## One variable polynomials over a field

**Lemma:** If $f(x)\in F[x]$, and $r\in F$, then $f(r)=0$ if and only if $(x-r)$ divides $f$.

**Proposition:** A polynomial of degree $n$ over a field $F$ has at most $n$ roots in $F$.

## Finite subgroups of fields

**Proposition:** Let $U\in F^{\times}$ be a finite subgroup of a field $F$. Then $U$ is cyclic.

**Corollary:** $\Zn{p}^{\times}$ is cyclic. Note: the number theorists call a generator of $\Zn{p}^{\times}$ a *primitive root* modulo $p$. There are $\phi(p-1)$ primitive roots modulo $p$.

## More discussions of quadratic rings

**Proposition:** (Fermat) A prime number is the sum of two squares if and only if it is $2$ or is congruent to $1$ mod $4$.

**Lemma:** The congruence $x^2\equiv -1\pmod{p}$ has a solution modulo a prime $p$ if and only if $p=2$ or $p\equiv 1\pmod{4}$.

**Proof:** If $p=2$, $1$ is a solution. If $p$ is odd, and $x^2=-1$ has a solution, then $(\Zn{p})^{*}$ has an element of order $4$, so $4\divides (p-1)$. Notice that $(\Zn{p})^{*}$ has only two elements of order dividing $2$, because of $x^2\equiv 1\pmod{p}$ then $p\divides (x^2-1)$, so $p\divides (x+1)(x-1)$, so either $x\equiv 1\pmod{p}$ or $x\equiv -1\pmod{p}$. If $4\divides (p-1)$ then let $H$ be the Sylow $2$-subgroup of $(\Zn{p})^{*}$. If $H$ were not cyclic, then there would be too many elements of order $2$ in $H$. So $H$ must be cyclic and therefore there is an element of order $4$.

Now suppose that $p\equiv 1\pmod{4}$. Let $u$ be a solution to $x^2+1\equiv 0\pmod{p}$. Consider the ideal $I=(p,u+i)\subset \Z[i]$. This is a maximal ideal. If $\pi=a+bi$ is a generator of this ideal, then $p=x\pi$. If $x$ were a unit, then $u+i$ would have to be a multiple of $p$, which it visibly isn’t. Therefore $N(\pi)$ must be $p$.

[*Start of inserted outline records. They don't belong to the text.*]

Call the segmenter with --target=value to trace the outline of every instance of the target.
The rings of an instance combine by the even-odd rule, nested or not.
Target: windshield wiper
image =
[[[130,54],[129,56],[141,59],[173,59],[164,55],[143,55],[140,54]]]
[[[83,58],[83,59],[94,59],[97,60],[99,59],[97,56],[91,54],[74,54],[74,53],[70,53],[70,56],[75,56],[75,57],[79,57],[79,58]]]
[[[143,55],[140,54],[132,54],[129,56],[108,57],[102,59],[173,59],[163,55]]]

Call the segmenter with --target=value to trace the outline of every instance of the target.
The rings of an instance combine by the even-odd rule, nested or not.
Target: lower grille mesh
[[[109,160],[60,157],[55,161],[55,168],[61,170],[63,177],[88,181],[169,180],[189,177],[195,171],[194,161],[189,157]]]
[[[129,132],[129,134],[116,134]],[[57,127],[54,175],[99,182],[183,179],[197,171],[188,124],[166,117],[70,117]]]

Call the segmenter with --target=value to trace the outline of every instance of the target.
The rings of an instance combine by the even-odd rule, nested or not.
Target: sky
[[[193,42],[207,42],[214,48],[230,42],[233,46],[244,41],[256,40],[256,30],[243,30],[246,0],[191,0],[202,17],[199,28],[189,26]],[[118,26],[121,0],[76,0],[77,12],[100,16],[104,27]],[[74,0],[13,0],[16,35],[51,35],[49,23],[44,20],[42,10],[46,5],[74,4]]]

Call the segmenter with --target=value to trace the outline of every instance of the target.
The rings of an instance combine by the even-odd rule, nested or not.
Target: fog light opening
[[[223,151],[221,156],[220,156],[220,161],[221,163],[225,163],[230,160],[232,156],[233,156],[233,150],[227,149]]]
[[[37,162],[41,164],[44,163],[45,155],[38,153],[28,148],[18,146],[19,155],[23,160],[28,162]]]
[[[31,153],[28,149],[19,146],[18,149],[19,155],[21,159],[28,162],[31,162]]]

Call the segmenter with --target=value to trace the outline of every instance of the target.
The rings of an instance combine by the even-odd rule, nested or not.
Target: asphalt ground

But $N(\pi)=a^2+b^2$, so we’ve found our representation.

**Proposition:** The ring $\Z[\sqrt{-5}]$ is not a Euclidean ring. In fact, the ideal $(3,1+\sqrt{-5})$ is not principal. It is a proper ideal, because the quotient of $\Z[\sqrt{-5}]$ by this ideal is $\Zn{3}$. If $\pi$ were a generator of this ideal, then $3=x\pi$ means that either $N(\pi)=3$ or $N(\pi)=9$. Also $(1+5i)=y\pi$ means that $N(\pi)$ divides $6$. Since $\pi$ is not a unit, $N(\pi)=3$. But the equation $x^2+5y^2=3$ has no integer solutions, so there is no element of norm 3 in this ring.

**Proposition:** $\Z[\sqrt{2}]$ is Euclidean with respect to the norm. It has an infinite unit group.

**Proposition:** Let $\rho=e^{2\pi/3}$. Then $\Z[\rho]$ is Euclidean (and it has six units).

## Back to the Gaussian integers

The irreducibles in $\Z[i]$ are:

- $(1+i)$
- $p\in\Z$ with $p\equiv 3\pmod{4}$
- $a\pm bi$ where $a^2+b^2=p$ for $p\in Z$ and $p\equiv 1\pmod{4}$.

A positive integer is a sum of two squares if and only if it factors \(n=2^k p_1^{e_1}\cdots p_k^{e_k}q_{1}^{f_1}\cdots q_{r}^{f_{r}}\) where the $p_{i}\equiv 1\pmod{4}$ and the $q_{i}\equiv 3\pmod{4}$ and all the $f_{i}$ are even.

The proof follows from the question of when is $n=N(x)$ for some $x\in \Z[i]$.